We first test whether the emergence of personnel will affect the signal transmission. In this section, the human body is tested for the influence of RSSI readings. We took the handheld spectrum analyzer at position (24,18). Then, we collected the RSSI of AP4 with 100 sampling points; there were then several people between AP4 and our measuring instrument, and we collected the RSSI with 200 sampling points at the same position; following this, people left, and a further 200 sampling points were collected. Figure 11 shows the variation of the received signal strength, according to the human walking. According to Figure 11, we can see that the RSSI curve is relatively stable when no person appears, but when someone appears, the curve appears to fluctuate significantly.

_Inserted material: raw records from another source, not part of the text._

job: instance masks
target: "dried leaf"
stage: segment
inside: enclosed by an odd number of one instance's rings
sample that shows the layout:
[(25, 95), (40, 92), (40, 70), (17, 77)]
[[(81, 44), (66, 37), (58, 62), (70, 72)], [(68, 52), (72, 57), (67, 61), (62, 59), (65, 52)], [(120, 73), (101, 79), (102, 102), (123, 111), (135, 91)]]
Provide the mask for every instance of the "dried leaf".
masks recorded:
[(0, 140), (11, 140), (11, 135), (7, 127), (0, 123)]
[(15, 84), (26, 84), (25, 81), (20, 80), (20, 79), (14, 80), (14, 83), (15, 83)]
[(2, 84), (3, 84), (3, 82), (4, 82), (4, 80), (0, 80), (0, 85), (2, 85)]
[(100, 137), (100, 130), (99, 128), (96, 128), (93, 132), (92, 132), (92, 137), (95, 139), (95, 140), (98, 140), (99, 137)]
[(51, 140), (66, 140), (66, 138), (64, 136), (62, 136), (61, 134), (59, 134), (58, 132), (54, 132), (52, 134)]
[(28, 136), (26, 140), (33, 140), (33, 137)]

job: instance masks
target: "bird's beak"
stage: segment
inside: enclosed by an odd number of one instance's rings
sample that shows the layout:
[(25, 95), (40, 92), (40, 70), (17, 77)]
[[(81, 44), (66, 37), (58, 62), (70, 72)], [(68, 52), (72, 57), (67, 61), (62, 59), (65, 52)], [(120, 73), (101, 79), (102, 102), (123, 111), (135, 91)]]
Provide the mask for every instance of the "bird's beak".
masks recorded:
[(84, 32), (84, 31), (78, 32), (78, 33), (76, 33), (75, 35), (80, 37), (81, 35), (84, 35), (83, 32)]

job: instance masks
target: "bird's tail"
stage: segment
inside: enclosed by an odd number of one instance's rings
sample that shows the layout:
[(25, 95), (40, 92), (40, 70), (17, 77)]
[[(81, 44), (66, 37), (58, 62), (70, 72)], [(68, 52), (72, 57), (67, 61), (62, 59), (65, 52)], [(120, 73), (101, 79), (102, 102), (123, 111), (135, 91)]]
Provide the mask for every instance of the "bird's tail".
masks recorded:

The signals are weakened, which makes the curve of the received signal strength dramatically change, and this is marked by arrows.
We use path loss model Equation (14) to generate the RSSI of each AP. Moreover, there is noise from the wall or furniture, so we add Gaussian noise N ( 0 , 5 ) in ξ of the path loss model for simulating the noise. The fingerprint map in the building with 36 reference nodes and a distance of 2 m for each point is shown in Figure 7. In our experiment, a different number of people are standing uniformly between the transmitter and the receiver. We obtain the RSS values for the different distances. According to our model, the attenuation results of a different number of people and the different distances between the transmitter and the handheld spectrum analyzer are shown in Figure 12.
Figure 12, with x as the number of people who block the signal transmission and y as the distance between the signal transmitter node and the receiver node, implied the relationship between the signal attenuation and attenuation factors such as the distance from the transmitter node to the receiver node and the number of people according to our model. Besides, the red grid line represents the theoretical value; while the other represents the actual measured value. The attenuation model for the presence of a different number of people is derived, based on the logarithmic curve shown in Figure 12, which suggests that the theoretical value of our model approximates the experimental measurement.
Figure 13 illustrates a comparison between our proposed model, the Log-Distance path loss model, and the practical measured values. It is worth noting that all points are measured on the condition that the number of people is two. According to Figure 13, we can learn that the curve of our model is more approximate to the measured values than that of the Log-Distance path loss model without considering humans.
In the experiment, we find that when the number of people reaches a certain level, the change in the signal attenuation caused by personnel factors is no longer obvious. Figure 14 shows the difference in signal attenuation for each additional person at a distance of five meters (the initial number is one person). As the number increases, the difference in signal attenuation gradually decreases. Therefore, the influence of the number of humans will no longer change significantly when it is bigger than 13, and the difference will be infinitely close to zero.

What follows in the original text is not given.